They should probably have called
The Informers 'the film where
Amber Heard spends most of her screentime naked' - which would be true, much more relevant to the film than the actual title, and immediately draws attention to pretty much the only good thing about it. More people would have been likely to see it, at least.
Set in the early 80s in Los Angeles, a center of debauchery and useless, feckless people, with the looming shadow of AIDS beginning to take its toll, this film is one of those that follows various characters and in the end you find out that they are all linked somehow. Here, however, the linkages are very loose. almost to the stage of not needing to exist at all, and we're left with very small slices of life that usually don't really tell us anything. There's a set of scenes in Hawaii, for example, that are almost entirely divorced from the rest of the film. There's a side-plot about some child abductors which is very peripheral to the other stories. And some scenes don't seem to have any purpose at all (notably, the newsreader in the cafe laughed at, for no good reason, by a support band. What was that all about?) The few things that are vaguely interesting (the movie being made with an alien giant tomato, so silly it is actually enlivening) don't really finish up anywhere either.

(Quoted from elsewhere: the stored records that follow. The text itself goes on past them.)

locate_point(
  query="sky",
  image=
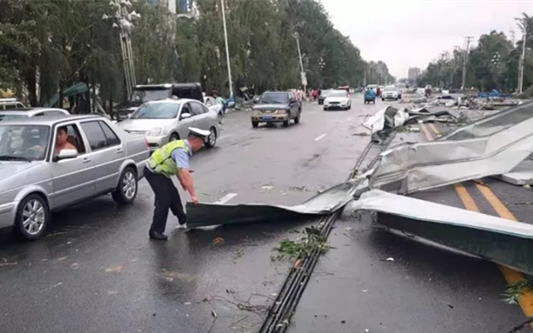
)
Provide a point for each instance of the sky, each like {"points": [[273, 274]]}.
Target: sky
{"points": [[412, 33]]}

Pretty much every character is so useless and so self-absorbed that we don't care less about them, and when they end up in a more miserable situation than they started with we don't really mind. Dreadful people have dreadful things happen to them, yeah, ok, whatever.
Amber Heard plays one of the vaguely tolerable characters in the film, though her character is using her beauty to coast by in life and isn't exactly achieving, so she's far from a moral paragon either. There is something quite poignant about her being the one to succumb first to AIDS though, given the far more dreadful people around her. Certainly she gives a better performance - clothed and not clothed - than most of the cast surrounding her.
Billy Bob Thornton is ok but doesn't exactly have a gripping storyline - all he has to do is try to navigate a tedious affair and his tedious children.
Kim Basinger fares worse - all she has to do is look concerned or annoyed at various points.
Winona Ryder also has little to do bar look mousey, and sit in a cafe in the pointless scene mentioned above.
Special Agent Chester Desmond... err, ok,
Chris Isaak is in the pointless Hawaii interlude - he's ok, but his mannerisms are the same as ever and it doesn't seem he's needing to do a lot of actual acting.
Mickey Rourke is wasted as a loser child-abductor - he exudes menace, but little else. The late
Brad Renfro is ok as a vaguely neurotic character who he manages to avoid being deeply irritating, which isn't a bad achievement. Then there are lots and lots of various interchangable young men, one of whom is ostensibly the lead, but none of them make much of an impression except in the regular outbursts of stilted or downright poor acting.
As a final note - this was based on a book, which apparently had vampires in it. Yes, vampires. If you're unfamiliar with the book, you can have a bit of fun watching this and trying to work out where you'd insert vampires, and what they'd do. Combine that with Amber's plentiful nudity, and you probably won't be too bored watching this film, though not for exactly the right reasons!
It has star power and a naked Amber Heard. It also has quite a lot of bad acting, an aimless and unstructured plot, and far too many characters you mostly don't give two hoots about. Sadly, the negatives rather outweigh the positives. 3.5 out of 10.